Published online 2003 October 15. doi: 10.1051/medsci/20031910950.

Génétique moléculaire humaine : des maladies monogéniques aux maladies complexes

François Rousseau1 and Nathalie Laflamme2*

1Unité de recherche en génétique humaine et moléculaire, Centre de recherche de l’hôpital St-François-d’Assise du CHUQ, Université Laval, 10, rue de l’Espinay, Québec G1L 3L5, Canada
2Institut national de santé publique du Québec, Québec, Canada
 

La pathogénie de la majorité des maladies implique l’interaction entre le bagage génétique d’un individu et son environnement, et ce dans des proportions variables selon la maladie. À une extrémité du spectre, on retrouve les affections « purement héréditaires », telle la dystrophie musculaire de Duchenne, dont l’apparition chez un individu repose exclusivement sur la présence d’une mutation importante du gène DMD. À l’autre extrémité du spectre se trouvent des conditions « purement environnementales », telle l’amputation accidentelle d’un doigt chez un travailleur de la construction. Entre ces deux extrêmes, se situe la vaste majorité des maladies humaines, résultant de l’effet de l’environnement sur le génome particulier et unique d’un individu.
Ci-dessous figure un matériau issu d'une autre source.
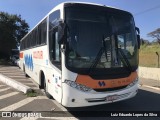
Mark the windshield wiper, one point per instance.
(124, 59)
(96, 60)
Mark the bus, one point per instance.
(83, 54)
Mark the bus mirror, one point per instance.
(138, 37)
(139, 41)
(61, 31)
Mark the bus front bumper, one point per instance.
(75, 98)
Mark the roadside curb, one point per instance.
(142, 85)
(17, 85)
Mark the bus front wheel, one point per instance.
(44, 86)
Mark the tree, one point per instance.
(12, 29)
(155, 34)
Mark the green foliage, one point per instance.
(12, 29)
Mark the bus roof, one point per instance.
(60, 6)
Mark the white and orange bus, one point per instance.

L’avènement des outils modernes de biologie moléculaire au cours des années 1970, puis leur application à la génétique humaine dans les années 1980 ont conduit à une augmentation rapide et significative des connaissances, à la fois sur l’étiologie de plusieurs maladies héréditaires et sur le fonctionnement du vivant, au sens très large. Les outils de la biologie et de la génétique moléculaires ont été appliqués successivement à l’étude de la génétique des maladies monogéniques classiques [ 13], à la cartographie systématique du génome humain [ 46], puis à son séquencage [ 7, 8] et, enfin, à l’étude des maladies fréquentes à forte composante génétique (ou maladies génétiques complexes) [ 912]. L’identification des mutations géniques, puis de la fonction du (des) produit(s) de ces gènes, permet de révéler la biologie normale et celle de la maladie. Les maladies génétiques complexes peuvent être définies comme faisant défaut aux lois de Mendel, car elles sont plutôt déterminées par l’interaction de plusieurs facteurs génétiques et environnementaux [ 13]. Les gènes impliqués dans les maladies complexes (ou polygéniques) sont pressentis comme ayant des effets individuels plus modestes que les gènes à forte pénétrance, impliqués dans les maladies héréditaires classiques mendeliennes [ 14] (Figure 1). En corollaire, l’identification des gènes associés aux maladies complexes demande d’adopter des stratégies et des méthodes différentes, aussi bien en termes de recrutement des sujets de recherche qu’en termes des méthodologies utilisées [9].

Le projet génome humain

La séquence préliminaire du génome humain, rendue publique en février 2001, identifiait environ 30 000 gènes humains potentiels [7, 8]. Les plus récentes estimations n’ont pas changé ce nombre, qui représente environ seulement deux fois plus de gènes que D. melanogaster (la mouche à fruits), qui en possède près de 13 500. On ne connaît pas encore la fonction de tous ces gènes et beaucoup d’efforts de recherche sont portés vers cette question. Le projet génome humain a aussi permis de constater que, bien que les êtres humains diffèrent entre eux par moins de 1 % du génome (toutes ethnies confondues), on retrouve une différence de séquence toutes les 1250paires de bases entre deux copies d’un segment d’ADN donné prises au hasard [8]. Certaines de ces différences de séquence entre les « variantes » de génome humain se trouvent dans des gènes et en affectent la fonction à un degré plus ou moins important. Il est raisonnable de penser que les variantes affectant très sévèrement la fonction d’un gène seront plus rares dans la population que celles ne l’affectant que modérément ou pas du tout.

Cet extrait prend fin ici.